Key Components of A Digital Front Door Healthcare Experience Strategy

Mike Pietig

By Mike Pietig, vice president of healthcare experience, Avtex Solutions.

Many healthcare organizations today offer a multichannel engagement approach, presenting online and mobile access to services and even care. Adopting digital channels is a great first step toward meeting your consumers’ expectations, but is just the starting point.

Consumers today expect to be given choice in their healthcare engagement and care channels – via mobile app, on their computer, over the phone, in person – and they want these interactions to feed into a connected, seamless omnichannel experience that is simple, intuitive, and personalized to their needs. Today’s digitally integrated economy requires an approach to healthcare that puts consumers’ needs first and engages them at every relevant touchpoint along their journey.

Many healthcare organizations are turning to a digital front door to facilitate this kind of digitally optimized, omnichannel experience. A digital front door sets the foundation for a stronger, more consistent omnichannel experience that enhances every connection, increases loyalty, reduces friction, and drives competitive advantage.

Our healthcare experience experts have identified the five components needed to build a Digital Front Door strategy that meets consumer expectations and strengthens the omnichannel healthcare experience:

1. Alignment

At Avtex, we often talk about the need to define your “North Star” to ensure that every aspect of the consumer journey aligns with your organizations’ overarching philosophy of the best possible experience. A Digital Front Door ensures there is alignment with this desired healthcare experience, from goals to governance.

Like any successful customer experience strategy, the digital front door must align with and improve upon existing patient and member experience strategies to digitally transform your organization. Activities like journey mapping and CX process mapping can help uncover pain points and clarify how a Digital Front Door plan can support your overall North Star.

2. Understanding
A 360-degree view of your consumers is necessary to build a strong digital experience. Building a complete, holistic understanding of your consumers’ experiences will help you to identify gaps and opportunities to elevate this experience and create a more rounded, consumer-centric environment. For example, you may consider developing a voice of the customer (VOC) program to gain new insights, or you may decide to perform persona mapping exercises to help understand your target segments better so you can better meet their identified needs.

It’s also important to prioritize gathering employee feedback and data, as these insights provide invaluable information on needs, preferences, trends, and pain points – both at the individual and group level. We’ve learned that improving the employee experience will lead to a measurable improvement in the consumer experience.

Better understanding your consumers translates to better healthcare experiences and more opportunities for growth. Recently, AvMed, a Florida-based insurance provider, witnessed these benefits firsthand, after working with Avtex to build a deeper understanding of their current and member segments. As a result of this work, they created a competitive advantage within insurance marketplaces including healthcare.gov, as well as unearthed numerous member insights to optimize plan offerings.

3. Design
“Design” is a broad term, but at Avtex, good design is the cornerstone of a well-integrated healthcare experience. A strong design framework involves aligning every interaction, capability, and strategy to the functional and emotional needs of patients and members.

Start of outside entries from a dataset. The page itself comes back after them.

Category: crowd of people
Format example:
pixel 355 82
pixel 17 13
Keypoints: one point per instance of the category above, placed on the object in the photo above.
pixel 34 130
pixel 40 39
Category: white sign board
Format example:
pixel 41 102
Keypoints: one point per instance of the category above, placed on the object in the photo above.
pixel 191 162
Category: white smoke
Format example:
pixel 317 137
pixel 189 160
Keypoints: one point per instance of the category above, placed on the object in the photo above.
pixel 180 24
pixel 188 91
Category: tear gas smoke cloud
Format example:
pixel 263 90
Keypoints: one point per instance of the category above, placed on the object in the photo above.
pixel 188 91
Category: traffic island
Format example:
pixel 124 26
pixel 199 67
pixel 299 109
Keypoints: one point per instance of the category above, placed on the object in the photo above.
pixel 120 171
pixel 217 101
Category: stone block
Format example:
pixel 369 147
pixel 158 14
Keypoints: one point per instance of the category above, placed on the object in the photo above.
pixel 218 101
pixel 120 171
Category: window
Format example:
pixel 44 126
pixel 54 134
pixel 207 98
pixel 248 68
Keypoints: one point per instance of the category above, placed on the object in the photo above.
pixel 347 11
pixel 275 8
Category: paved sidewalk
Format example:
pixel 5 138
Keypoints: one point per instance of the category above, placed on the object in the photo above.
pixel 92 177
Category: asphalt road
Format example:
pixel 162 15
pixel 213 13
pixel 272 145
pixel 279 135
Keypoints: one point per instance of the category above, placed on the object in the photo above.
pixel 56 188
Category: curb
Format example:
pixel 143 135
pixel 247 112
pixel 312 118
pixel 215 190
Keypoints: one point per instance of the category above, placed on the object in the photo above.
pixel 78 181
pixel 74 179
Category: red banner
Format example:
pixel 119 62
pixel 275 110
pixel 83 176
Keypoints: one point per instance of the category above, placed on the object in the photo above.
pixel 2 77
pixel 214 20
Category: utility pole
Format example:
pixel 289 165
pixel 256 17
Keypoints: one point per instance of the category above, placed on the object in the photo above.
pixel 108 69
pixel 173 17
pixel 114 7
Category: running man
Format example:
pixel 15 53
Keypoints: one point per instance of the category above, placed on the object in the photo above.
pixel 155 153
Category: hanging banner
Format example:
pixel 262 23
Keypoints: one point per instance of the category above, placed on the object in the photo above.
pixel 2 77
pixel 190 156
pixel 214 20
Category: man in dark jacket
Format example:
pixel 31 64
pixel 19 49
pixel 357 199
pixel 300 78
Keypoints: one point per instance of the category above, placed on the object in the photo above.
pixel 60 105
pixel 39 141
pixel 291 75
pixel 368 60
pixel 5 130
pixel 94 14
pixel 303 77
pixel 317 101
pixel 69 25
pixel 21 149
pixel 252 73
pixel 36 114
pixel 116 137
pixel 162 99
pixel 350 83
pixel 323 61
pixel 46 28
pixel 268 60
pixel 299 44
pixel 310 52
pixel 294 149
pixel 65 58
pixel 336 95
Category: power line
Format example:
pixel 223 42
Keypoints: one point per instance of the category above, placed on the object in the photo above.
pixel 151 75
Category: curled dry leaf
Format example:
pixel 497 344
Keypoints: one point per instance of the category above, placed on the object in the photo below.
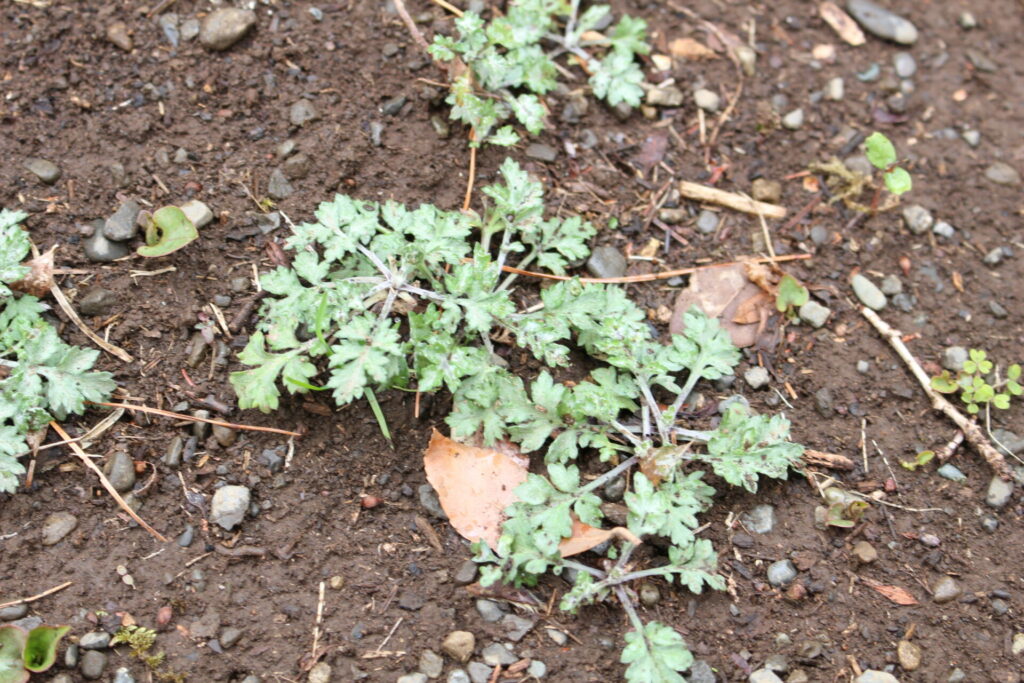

It requires careful planning, to ensure that you are mapping and capturing your current consumer experiences – and translating that information into actionable data.

To support the design, you must also equip your team with the right tools and technologies. It’s important to collect feedback from both customers and employees to encourage continuous improvement of the experience.

A good design is critical to the success of your Digital Front Door strategy, ensuring these experiences exceed consumer expectations.

4. Orchestration
Orchestration relies on a foundation of strong customer understanding combined with powerful design to carefully synchronize the best combination of people, processes, and technologies. Orchestration helps all three work in harmony to deliver a well-integrated omnichannel experience. Just as it would in a real symphony performance, orchestration keeps all the elements of the patient/member experience in sync so that every interaction, no matter how small, meets their needs and preferences.

Orchestration ensures that planning and enablement are working together to deliver a strong digital front door for members and patients, which includes making the right technology choices to deliver the best experience. Orchestration helps guarantee more ease, convenience, and accessibility throughout the entire healthcare journey, at every single touchpoint, from the very first interaction.

5. Measurement
The HCAHPS survey, STAR ranking, and Net Promoter Scores (NPS) remain key metrics for measuring the customer experience. However, these are not the only measures for evaluating the success of your healthcare experience strategies. To measure the success of your digital front door and ensure a frictionless, integrated experience, consider including newer tools such as the customer effort score (CES) that assesses support and transactional interactions, or the customer experience index (CXI) that evaluates overall experiences over time.

Establishing experience measurements like these will help to ensure the success of your digital front door and healthcare experience strategy, and provide ongoing opportunities for improvement.